At the 2021 Fall Managed Care Forum, Ronald Oudiz, MD, director of the Liu Center for Pulmonary Hypertension at The Lundquist Institute, spoke about recent innovations in the pulmonary arterial hypertension (PAH) treatment landscape.

He began with the definition of PAH and algorithm for its diagnosis, beginning with an echocardiographic probability of pulmonary hypertension and, for patients with intermediate- or high-risk disease or an abnormal V/Q scan, referral to a pulmonary hypertension expert or treatment center. “Cardiac catheterization is the gold standard for diagnosis, but you need all of the clinical data to make the right diagnosis – always,” Dr. Oudiz advised. “Diagnosing pulmonary hypertension and categorizing it into its correct classification has prognostic and treatment implications. Believe me.”

Management at a specialized pulmonary hypertension center involves a multidisciplinary approach and consideration of clinical trial enrollment when appropriate treatment is unavailable.

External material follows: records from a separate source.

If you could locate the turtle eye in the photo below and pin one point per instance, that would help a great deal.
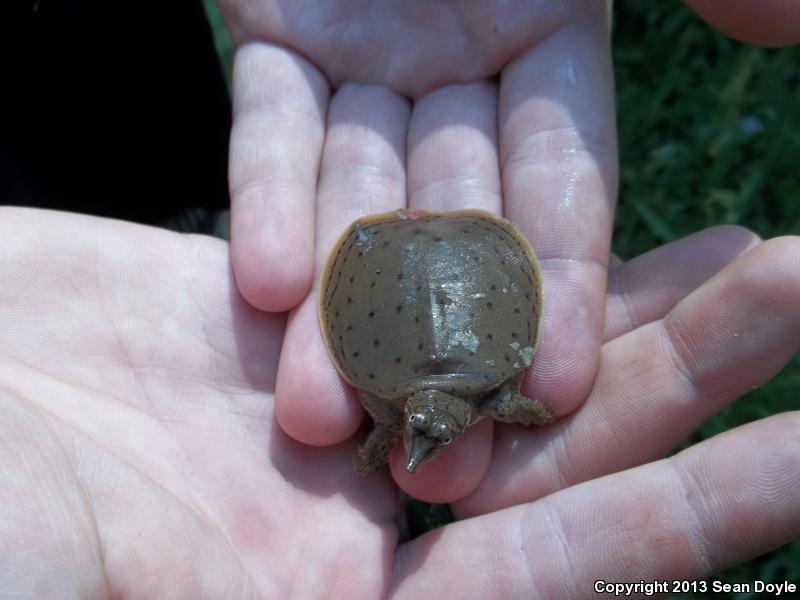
(417, 419)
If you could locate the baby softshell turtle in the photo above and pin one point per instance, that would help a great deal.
(433, 318)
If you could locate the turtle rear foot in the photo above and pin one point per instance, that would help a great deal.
(509, 406)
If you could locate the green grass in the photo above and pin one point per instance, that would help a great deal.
(709, 133)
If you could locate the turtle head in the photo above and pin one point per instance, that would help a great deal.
(433, 419)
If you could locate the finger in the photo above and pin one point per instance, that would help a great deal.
(657, 383)
(362, 172)
(646, 288)
(763, 22)
(559, 171)
(716, 504)
(279, 103)
(452, 159)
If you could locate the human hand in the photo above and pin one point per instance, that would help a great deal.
(305, 164)
(141, 456)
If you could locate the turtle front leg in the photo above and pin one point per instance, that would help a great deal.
(506, 404)
(374, 452)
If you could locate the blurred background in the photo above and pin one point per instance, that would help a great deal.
(112, 109)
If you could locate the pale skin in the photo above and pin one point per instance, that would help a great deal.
(348, 107)
(140, 455)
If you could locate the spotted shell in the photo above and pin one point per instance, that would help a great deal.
(450, 299)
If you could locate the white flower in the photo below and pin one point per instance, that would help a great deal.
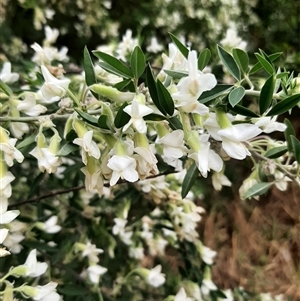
(49, 226)
(155, 278)
(154, 46)
(88, 146)
(53, 89)
(181, 296)
(137, 111)
(6, 75)
(91, 252)
(191, 87)
(206, 158)
(269, 124)
(29, 106)
(123, 167)
(46, 292)
(51, 34)
(34, 268)
(146, 162)
(173, 144)
(7, 145)
(136, 253)
(94, 181)
(3, 234)
(46, 159)
(95, 271)
(232, 40)
(219, 180)
(8, 216)
(233, 138)
(5, 187)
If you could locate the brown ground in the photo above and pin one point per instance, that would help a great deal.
(258, 243)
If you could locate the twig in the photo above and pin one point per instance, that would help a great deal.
(76, 188)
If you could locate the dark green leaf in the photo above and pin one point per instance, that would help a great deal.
(236, 95)
(176, 74)
(265, 64)
(165, 99)
(72, 290)
(122, 117)
(103, 122)
(114, 63)
(284, 105)
(175, 123)
(87, 117)
(289, 131)
(266, 94)
(67, 149)
(189, 180)
(153, 89)
(214, 93)
(229, 63)
(296, 148)
(154, 117)
(90, 76)
(29, 140)
(5, 88)
(238, 109)
(123, 84)
(257, 189)
(137, 62)
(203, 58)
(276, 152)
(241, 58)
(180, 46)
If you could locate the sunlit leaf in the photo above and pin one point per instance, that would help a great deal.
(229, 63)
(189, 180)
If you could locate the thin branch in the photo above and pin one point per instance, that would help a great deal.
(76, 188)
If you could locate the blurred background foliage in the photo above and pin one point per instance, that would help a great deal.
(270, 25)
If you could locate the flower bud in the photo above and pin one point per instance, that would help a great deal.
(112, 93)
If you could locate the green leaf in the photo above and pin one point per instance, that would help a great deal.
(103, 122)
(165, 99)
(153, 89)
(257, 189)
(203, 58)
(154, 117)
(137, 62)
(90, 76)
(229, 63)
(175, 123)
(189, 180)
(176, 74)
(296, 148)
(236, 95)
(284, 105)
(238, 109)
(180, 46)
(266, 94)
(67, 149)
(87, 117)
(214, 93)
(122, 117)
(241, 58)
(5, 88)
(276, 152)
(29, 140)
(72, 290)
(265, 64)
(289, 131)
(115, 64)
(123, 84)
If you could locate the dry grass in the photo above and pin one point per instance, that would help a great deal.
(258, 243)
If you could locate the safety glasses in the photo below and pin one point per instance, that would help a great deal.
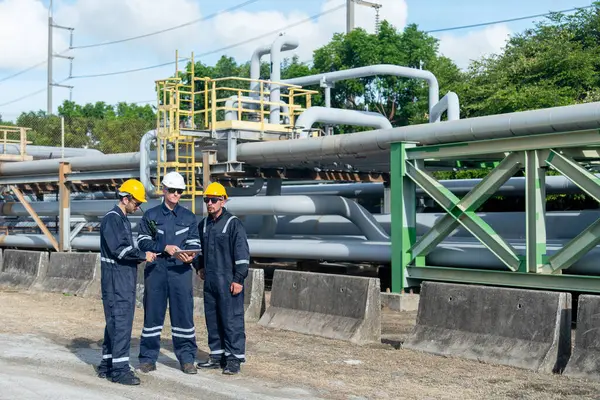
(172, 190)
(212, 200)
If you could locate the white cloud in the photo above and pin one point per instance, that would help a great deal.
(24, 33)
(474, 45)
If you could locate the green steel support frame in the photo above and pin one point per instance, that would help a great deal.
(532, 154)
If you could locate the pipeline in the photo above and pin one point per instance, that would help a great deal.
(463, 253)
(372, 70)
(339, 116)
(376, 144)
(272, 205)
(281, 44)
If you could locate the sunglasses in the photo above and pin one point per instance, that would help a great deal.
(212, 200)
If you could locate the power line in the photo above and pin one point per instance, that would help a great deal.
(215, 50)
(454, 28)
(22, 71)
(29, 94)
(233, 8)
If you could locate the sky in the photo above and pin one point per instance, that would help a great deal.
(24, 38)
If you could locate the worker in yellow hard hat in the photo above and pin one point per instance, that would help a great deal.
(223, 265)
(119, 259)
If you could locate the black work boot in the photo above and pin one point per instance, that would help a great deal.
(232, 367)
(189, 368)
(147, 367)
(127, 378)
(212, 363)
(104, 369)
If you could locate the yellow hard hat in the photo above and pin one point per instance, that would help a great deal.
(135, 188)
(215, 189)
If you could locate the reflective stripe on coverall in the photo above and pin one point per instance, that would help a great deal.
(168, 278)
(119, 258)
(225, 258)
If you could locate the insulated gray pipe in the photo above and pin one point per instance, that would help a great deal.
(271, 205)
(464, 253)
(377, 143)
(339, 116)
(372, 70)
(282, 43)
(448, 103)
(231, 115)
(46, 152)
(310, 205)
(513, 187)
(86, 163)
(255, 68)
(145, 143)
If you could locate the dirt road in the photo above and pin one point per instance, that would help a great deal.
(51, 339)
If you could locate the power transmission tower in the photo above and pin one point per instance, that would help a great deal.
(350, 13)
(51, 56)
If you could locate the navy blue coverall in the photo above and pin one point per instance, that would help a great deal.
(119, 258)
(168, 278)
(225, 259)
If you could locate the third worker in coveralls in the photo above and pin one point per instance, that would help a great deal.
(223, 265)
(166, 229)
(119, 259)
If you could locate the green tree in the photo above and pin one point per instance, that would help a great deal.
(404, 101)
(556, 63)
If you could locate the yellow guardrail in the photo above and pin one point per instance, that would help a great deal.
(14, 135)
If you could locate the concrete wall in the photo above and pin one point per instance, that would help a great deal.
(521, 328)
(21, 268)
(75, 273)
(334, 306)
(585, 361)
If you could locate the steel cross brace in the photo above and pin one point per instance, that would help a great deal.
(462, 211)
(590, 237)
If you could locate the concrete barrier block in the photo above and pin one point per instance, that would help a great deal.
(21, 268)
(400, 301)
(585, 361)
(522, 328)
(254, 295)
(75, 273)
(333, 306)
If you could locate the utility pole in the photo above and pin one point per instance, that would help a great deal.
(349, 16)
(350, 13)
(51, 56)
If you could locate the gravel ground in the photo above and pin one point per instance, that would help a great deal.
(280, 364)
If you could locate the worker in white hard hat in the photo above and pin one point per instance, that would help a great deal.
(168, 230)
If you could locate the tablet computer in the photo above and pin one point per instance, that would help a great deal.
(189, 251)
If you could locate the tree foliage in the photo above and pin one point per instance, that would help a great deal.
(556, 62)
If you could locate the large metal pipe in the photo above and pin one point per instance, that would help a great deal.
(513, 187)
(464, 253)
(448, 103)
(377, 143)
(145, 143)
(247, 101)
(282, 43)
(46, 152)
(340, 116)
(372, 70)
(86, 163)
(310, 205)
(272, 205)
(255, 68)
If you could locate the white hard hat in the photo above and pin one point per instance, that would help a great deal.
(174, 180)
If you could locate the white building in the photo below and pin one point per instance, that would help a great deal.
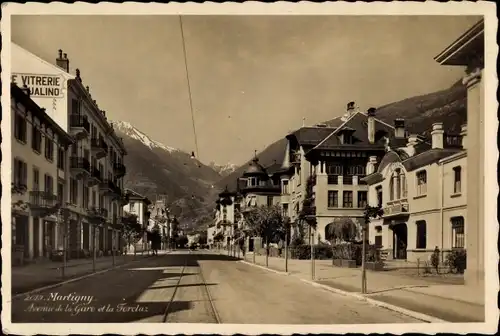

Dr. Oudiz then described recent innovations in PAH management, which have led to the Food and Drug Administration approval of more than a dozen PAH drugs, that have reshaped the treatment algorithm. Notably, the introduction of prostacyclin analogues/prostanoids, including epoprostenol and treprostinil, can now be considered the “gold standard” for PAH treatment.

He specifically mentioned questions about optimal dosing of these agents, noting that “the ‘correct’ dose of intravenous/subcutaneous prostanoids is not the same for every patient. It may take some time to arrive at the optimal prostanoid dose.” Dr. Oudiz added that inhaled and oral therapies are available, but in the treatment algorithm, “[patients] have not failed PAH treatment until [they] have failed prostanoids.” He also reviewed non-medical treatments such as lung transplantation, for which there is only a narrow window of opportunity, and pointed to novel therapies on the horizon, ranging from sotatercept to an intravascular ultrasound pulmonary artery denervation.

In conclusion, Dr. Oudiz advised careful, regular, frequent assessment for all patients with PAH, is required in all cases and that, due to the complexities of prostanoid dosing, it “is best left to specialty PAH referral centers.”